Random song lyric: Feral dog on my right/pissing on a rose bush on this clear frozen night/tell me Mr. dog do you feel alright? - “Bobcat Tracks”

According to the news today is eat outside day. I haven’t eaten outside today but now that I know I guess maybe I’ll go outside and eat something.

So I moved in with a buddy of mine just for a couple weeks because I’m moving soon and I needed a place to rack out (there’s more to this story but I don’t feel like going into it). There was a little confusion about the milk situation and long story short, I used his other roommate’s milk on two consecutive days which resulted in a confrontation about whether or not I was going to be buying my own food. Of course this made things very awkward and now my buddy is gone for a week and it’s just me and this other guy at the apartment so things are very awkward. On the plus side the apartment has a balcony outside which is perfect for smoking my pipe and reading a book.

Speaking of books I’m reading four at the moment. Quicksilver by Neal Stephenson; Neal is unapologetically sarcastic which is why I enjoy him so much. It’s a fiction loosely based on historical people i.e. Isaac Newton, Huygens, Oliver Cromwell.

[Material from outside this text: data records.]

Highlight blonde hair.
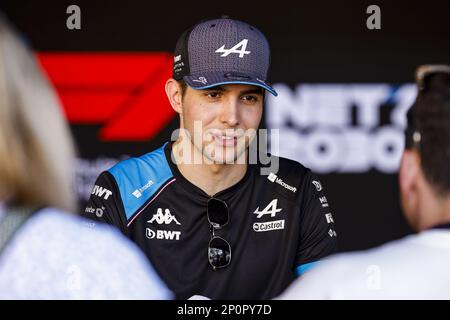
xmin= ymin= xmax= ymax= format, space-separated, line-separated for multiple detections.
xmin=0 ymin=15 xmax=75 ymax=211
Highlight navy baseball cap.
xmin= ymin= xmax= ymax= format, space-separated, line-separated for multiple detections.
xmin=172 ymin=18 xmax=278 ymax=96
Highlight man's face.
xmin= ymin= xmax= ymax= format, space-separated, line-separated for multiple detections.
xmin=181 ymin=84 xmax=264 ymax=163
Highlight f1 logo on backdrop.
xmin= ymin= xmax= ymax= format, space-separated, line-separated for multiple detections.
xmin=38 ymin=53 xmax=175 ymax=141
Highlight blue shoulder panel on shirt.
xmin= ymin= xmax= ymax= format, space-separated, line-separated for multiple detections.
xmin=295 ymin=261 xmax=318 ymax=277
xmin=108 ymin=143 xmax=173 ymax=220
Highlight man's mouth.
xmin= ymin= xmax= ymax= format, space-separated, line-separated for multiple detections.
xmin=213 ymin=134 xmax=238 ymax=147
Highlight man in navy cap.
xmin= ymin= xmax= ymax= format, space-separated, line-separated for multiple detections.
xmin=86 ymin=18 xmax=336 ymax=299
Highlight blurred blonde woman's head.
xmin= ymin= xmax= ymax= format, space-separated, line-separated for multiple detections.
xmin=0 ymin=15 xmax=75 ymax=211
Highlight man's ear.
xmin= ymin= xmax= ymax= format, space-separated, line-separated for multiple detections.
xmin=165 ymin=78 xmax=183 ymax=114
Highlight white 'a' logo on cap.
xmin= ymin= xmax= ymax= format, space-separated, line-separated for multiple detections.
xmin=216 ymin=39 xmax=250 ymax=58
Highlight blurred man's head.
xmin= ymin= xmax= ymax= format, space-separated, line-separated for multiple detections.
xmin=399 ymin=66 xmax=450 ymax=230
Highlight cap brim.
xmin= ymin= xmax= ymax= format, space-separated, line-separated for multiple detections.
xmin=183 ymin=72 xmax=278 ymax=96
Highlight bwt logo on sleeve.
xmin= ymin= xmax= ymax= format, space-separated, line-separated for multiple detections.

He’s also very intelligent and he writes about binary code and integral calculus in a way that you can at least understand what he’s talking about. The Short Stories of Ernest Hemingway by Ernest Hemingway; self explanatory. In Harm’s Way by…uh I forget. It’s about the sinking of the U.S. Indianapolis in WWII and how something like 600 sailors got eaten by sharks because the Navy couldn’t find them. Finally Winterbirth by Brian Ruckley, this is a frivolous read for me. I read a biography about Theodore Roosevelt that said he would be reading Thomas Aquinas one minute and penny pulps the next. So that’s my justification for reading frivolous fiction. I was at the bookstore and the thought occurred to me that I hadn’t read any epic fantasy in a while and I picked up this book that had a blurb from a review on the cover ‘putting the epic back in epic fantasy’ – Bob Readsalot, Time Magazine. So I bought it, and it’s pretty good.

I’m on my second cup of coffee.

The weather gloriously changed today, the high where I’m at is 72 degrees. The day before it was 93 with 110% humidity; how that’s possible I have no idea but believe me it is.

Well this blog started nowhere, which coincidentally is also where it seems to be going, so in keeping with the theme I will end it abruptly.